映画「オッペンハイマー」
「職業柄観ておかねば」と言って、溜まりに溜まった有給消化も兼ねて夫が映画「オッペンハイマー」を観に行くというので、私も溜まりに溜まったポイント消化を兼ねて追随(笑)。
これまで、原爆開発の本や、コペンハーゲン学派の舞台や、『はだしのゲン』の漫画、『この世界の片隅に』の映画等に触れ、それなりに興味関心は抱き続けているし、科学史の本、特にハイゼンベルクについては、かなりアレコレと調べて来たつもりですが、オッペンハイマー視点で原爆開発を捉えようとしたことはありませんでした。そして、映像の力はやはり凄まじい。。。
以下、ネタバレもあるかもしれませんので、未見の方はご覧になりませぬようーーー
観る人によって、感想はさまざまかと思いますが、私には"権力の虜たちの闇"の映画のようにも見えつつ、垂涎の物理学黄金期における一人の学者の数奇な人生を描いた傑作にも見えました。"ナイーヴな科学者の飽くなき探究心の悲劇"のようにも見え、捉え方の難しい映画でした。
政治家と科学者とか、資本主義者と共産主義者とか、コントロールする側とされる側とか、凡人と天才とか、世の中には、価値観を異にする様々な対立項が存在します。だからこそ諍いはなくならず、戦争なんていう非常事態も起こり得るわけですが、恐怖で一方を抑え込むことが、何の解決にもならないということは、すでに歴史が証明しているにもかかわらず、そうするより他に道がないように思えてしまう双方の乖離。。。

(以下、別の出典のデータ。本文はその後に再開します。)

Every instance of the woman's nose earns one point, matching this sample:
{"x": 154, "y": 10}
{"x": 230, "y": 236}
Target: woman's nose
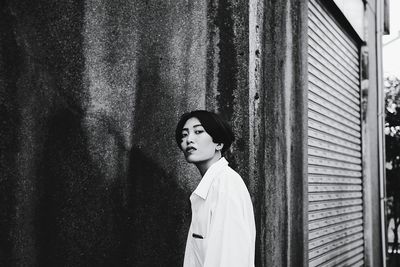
{"x": 189, "y": 138}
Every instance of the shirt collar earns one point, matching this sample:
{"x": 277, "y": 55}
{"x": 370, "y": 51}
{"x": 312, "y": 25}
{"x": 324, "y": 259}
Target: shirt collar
{"x": 205, "y": 183}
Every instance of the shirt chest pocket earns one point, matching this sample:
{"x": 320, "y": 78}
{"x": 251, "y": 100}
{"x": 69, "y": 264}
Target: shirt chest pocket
{"x": 201, "y": 223}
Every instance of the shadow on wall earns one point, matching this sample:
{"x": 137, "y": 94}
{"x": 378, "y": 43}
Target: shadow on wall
{"x": 59, "y": 208}
{"x": 82, "y": 220}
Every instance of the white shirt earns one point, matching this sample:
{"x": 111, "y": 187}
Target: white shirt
{"x": 222, "y": 232}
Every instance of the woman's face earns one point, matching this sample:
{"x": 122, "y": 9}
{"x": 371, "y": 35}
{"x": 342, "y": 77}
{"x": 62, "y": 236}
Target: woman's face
{"x": 197, "y": 145}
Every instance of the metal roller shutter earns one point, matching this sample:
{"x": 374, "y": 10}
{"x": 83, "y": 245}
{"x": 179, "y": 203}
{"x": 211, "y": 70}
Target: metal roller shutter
{"x": 335, "y": 217}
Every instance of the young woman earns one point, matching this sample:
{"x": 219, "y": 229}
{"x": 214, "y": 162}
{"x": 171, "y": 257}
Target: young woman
{"x": 222, "y": 232}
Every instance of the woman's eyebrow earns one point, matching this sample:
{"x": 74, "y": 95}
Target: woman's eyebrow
{"x": 187, "y": 129}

どう見ても天才的に見えるオッペンハイマーですら、「彼も人間だったんだな…」と哀切に見えてしまうヒトの業…。
白でも赤でもない中庸を認めようとしない、二律背反を許さない単純な世間と、「光は波であると同時に粒子である」という一見矛盾するような概念を受け入れた量子力学の研究者の複雑さとの対比が、非常に際立った作品でした。

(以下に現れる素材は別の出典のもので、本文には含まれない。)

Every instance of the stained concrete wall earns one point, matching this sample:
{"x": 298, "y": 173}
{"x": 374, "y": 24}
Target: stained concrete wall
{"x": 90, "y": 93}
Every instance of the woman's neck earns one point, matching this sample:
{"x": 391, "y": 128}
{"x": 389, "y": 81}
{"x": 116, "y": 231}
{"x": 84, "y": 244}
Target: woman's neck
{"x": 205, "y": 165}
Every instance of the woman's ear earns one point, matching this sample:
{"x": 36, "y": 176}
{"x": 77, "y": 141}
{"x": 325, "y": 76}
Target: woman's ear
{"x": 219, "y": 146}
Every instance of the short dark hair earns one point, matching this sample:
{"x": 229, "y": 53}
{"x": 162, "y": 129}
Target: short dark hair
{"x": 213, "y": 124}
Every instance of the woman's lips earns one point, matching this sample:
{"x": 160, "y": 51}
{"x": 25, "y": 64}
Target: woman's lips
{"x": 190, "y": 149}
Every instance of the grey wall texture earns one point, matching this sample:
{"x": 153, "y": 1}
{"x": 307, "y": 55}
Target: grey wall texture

いかにも好々爺然としたルイス・ストロースの、粘着的な嫉妬や逆恨みも、ある意味、人間の複雑さを如実に示していて、ちょっとしたボタンの掛け違いで、ヒトの人生は容易に軌道をずらすことが痛感されます。
時系列が錯綜していて、歴史的な流れをきちんと把握するのが難しかったので、もしこれから観に行かれる方がいらっしゃれば、以下の時系列だけは把握して行かれると良いのでは…と思います。
1943年:オッピー、ロスアラモス国立研究所所長に
1945年:トリニティ実験成功⇒終戦
トルーマン大統領とホワイトハウスで対面
1947年:アインシュタインに代わり、プリンストン高等研究所所長に任命
1954年:赤狩りの風潮の中、機密保持許可をめぐる聴聞会に付され、セキュリティ・クリアランス取消に
1959年:公聴会にてストロースの商務長官指名は46対49で否決(J.F.Kennedy否定派)
いずれにしても、本作で描かれた第二次世界大戦の渦中と戦後は、陰湿な政争の絶えない時期だったんだなぁ…ということが分かります(今もいずこも変わらない??)。
これからゆっくりパンフレットを読んで、余韻に浸りたいと思います~^^。
【三体】Netflixの「三体」のシーズン1を観終えました。こちらも科学技術の進展の話。人間の複雑性…など、上記作ともやや共通点が見受けられ…。シーズン2も楽しみにしています。